2024 : 4 : 27
Himan Shahabi

Himan Shahabi

Academic rank: Associate Professor
ORCID:
Education: PhD.
ScopusId: 23670602300
Faculty: Faculty of Natural Resources
Address: Faculty of Natural Resources, University of Kurdistan, Sanandaj, Iran ORCID ID: orcid.org/0000-0001-5091-6947
Phone: 087-33664600-8 داخلی 4312

Research

Title
Improving the performance of artificial intelligence models using the rotation forest technique for landslide susceptibility mapping
Type
JournalPaper
Keywords
Alternating decision tree · Ensemble models · J48 decision tree · Landslide spatial prediction · Random forest
Year
2023
Journal International Journal of Environmental Science and Technology
DOI
Researchers Hen Shen ، Faming Huang ، Xian Fan ، Himan Shahabi ، Ataollah Shirzadi ، Diue Wang ، Cui Peng ، Xui Zhao ، Wei Chen

Abstract

Landslide susceptibility assessment has always been the focus of landslide spatial prediction research. In the present study, Muchuan County was selected as the study area, and four well-known machine learning models were adopted, namely, rotation forest (RF), J48 decision tree (J48), alternating decision tree (ADTree) and random forest (RaF).
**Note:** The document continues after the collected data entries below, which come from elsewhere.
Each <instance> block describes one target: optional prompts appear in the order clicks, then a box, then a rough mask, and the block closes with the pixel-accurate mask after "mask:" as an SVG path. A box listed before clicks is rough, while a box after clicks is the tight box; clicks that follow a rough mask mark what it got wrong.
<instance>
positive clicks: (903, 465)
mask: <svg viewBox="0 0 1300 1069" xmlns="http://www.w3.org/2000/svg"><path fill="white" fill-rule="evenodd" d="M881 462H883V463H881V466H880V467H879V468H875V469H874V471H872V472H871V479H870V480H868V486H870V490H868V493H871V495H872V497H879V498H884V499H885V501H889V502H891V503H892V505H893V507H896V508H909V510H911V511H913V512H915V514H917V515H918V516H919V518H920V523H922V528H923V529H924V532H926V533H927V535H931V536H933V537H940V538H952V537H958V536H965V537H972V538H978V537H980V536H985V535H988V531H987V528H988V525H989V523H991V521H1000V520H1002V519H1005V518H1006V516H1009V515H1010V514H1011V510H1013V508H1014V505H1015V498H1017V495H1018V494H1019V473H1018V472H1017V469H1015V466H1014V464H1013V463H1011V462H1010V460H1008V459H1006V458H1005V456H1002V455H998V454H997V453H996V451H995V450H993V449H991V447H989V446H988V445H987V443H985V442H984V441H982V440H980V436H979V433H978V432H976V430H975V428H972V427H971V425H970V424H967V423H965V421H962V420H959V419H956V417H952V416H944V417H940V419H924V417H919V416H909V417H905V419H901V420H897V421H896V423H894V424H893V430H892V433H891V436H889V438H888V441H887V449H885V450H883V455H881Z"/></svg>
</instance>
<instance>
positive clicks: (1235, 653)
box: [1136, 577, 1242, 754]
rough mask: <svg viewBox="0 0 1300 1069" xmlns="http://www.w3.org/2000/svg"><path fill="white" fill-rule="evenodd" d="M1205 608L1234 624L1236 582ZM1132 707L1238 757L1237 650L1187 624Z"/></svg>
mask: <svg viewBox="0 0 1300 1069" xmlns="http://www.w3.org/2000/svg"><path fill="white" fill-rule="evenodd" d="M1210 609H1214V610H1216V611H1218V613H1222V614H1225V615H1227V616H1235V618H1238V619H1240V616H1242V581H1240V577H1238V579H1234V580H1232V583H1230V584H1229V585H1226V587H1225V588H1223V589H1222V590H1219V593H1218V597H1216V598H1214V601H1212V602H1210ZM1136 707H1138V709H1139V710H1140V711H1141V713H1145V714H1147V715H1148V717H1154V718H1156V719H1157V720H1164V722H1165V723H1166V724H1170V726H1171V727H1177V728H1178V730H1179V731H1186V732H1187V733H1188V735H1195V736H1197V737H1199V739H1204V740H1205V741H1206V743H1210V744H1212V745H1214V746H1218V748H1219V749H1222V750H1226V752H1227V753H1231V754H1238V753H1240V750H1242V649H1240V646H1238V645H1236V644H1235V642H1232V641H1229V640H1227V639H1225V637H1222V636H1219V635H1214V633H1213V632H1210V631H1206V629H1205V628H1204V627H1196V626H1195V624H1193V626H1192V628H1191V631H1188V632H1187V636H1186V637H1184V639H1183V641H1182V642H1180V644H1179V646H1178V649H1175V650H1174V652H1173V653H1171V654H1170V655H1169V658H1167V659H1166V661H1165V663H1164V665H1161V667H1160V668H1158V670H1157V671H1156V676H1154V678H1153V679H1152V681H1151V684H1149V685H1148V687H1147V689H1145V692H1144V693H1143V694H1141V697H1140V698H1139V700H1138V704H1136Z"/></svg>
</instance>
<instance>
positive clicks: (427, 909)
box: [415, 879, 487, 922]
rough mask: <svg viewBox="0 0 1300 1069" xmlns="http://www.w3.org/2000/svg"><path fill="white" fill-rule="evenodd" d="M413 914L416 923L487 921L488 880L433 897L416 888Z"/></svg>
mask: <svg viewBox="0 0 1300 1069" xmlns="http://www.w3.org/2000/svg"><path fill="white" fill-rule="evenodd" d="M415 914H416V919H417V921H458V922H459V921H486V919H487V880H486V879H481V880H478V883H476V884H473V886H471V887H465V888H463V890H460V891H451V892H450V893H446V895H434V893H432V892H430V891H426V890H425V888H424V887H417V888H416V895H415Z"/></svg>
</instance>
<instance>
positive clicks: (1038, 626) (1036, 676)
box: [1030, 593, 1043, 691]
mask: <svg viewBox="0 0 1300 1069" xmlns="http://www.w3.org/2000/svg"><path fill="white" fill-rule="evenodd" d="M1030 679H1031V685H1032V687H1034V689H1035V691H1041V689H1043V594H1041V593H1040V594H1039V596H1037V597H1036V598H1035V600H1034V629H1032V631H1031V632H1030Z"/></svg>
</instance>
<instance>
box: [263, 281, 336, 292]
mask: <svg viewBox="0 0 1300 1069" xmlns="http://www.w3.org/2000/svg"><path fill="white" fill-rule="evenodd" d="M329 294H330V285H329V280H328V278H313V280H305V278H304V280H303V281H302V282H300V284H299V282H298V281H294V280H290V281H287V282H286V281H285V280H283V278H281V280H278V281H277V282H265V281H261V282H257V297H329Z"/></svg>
They and their ensembles (RF-J48, RF-ADTree and RF-RaF) were applied to landslide spatial prediction in Muchuan County. Eleven landslide conditioning factors, including plan curvature, profile curvature, slope angle, elevation, topographic wetness index, land use, normalized difference vegetation index, soil, lithology, distance to roads and distance to rivers, were established. In addition, 279 landslide datasets were compiled and randomly divided into 195 landslide training datasets and 84 landslide verification datasets. The contributions of the eleven conditioning factors were analyzed by J48, ADTree, and RaF models, respectively. The results show that lithology, slope angle, elevation, land use, soil, and distance to roads were the six principal landslide conditioning factors. Then, the Jenks natural break method was used to divide the landslide susceptibility maps into five grades. In addition, the accuracy of the above six models was verified by implementing the receiver operating characteristic curve and area under the receiver operating characteristic curve. The RF-RaF model achieved the best performance, and the rest were ranked as follows: RF-ADTree model, RaF model, RF-J48 model, ADTree model and J48 model. The results could provide scientific references for local natural resource departments.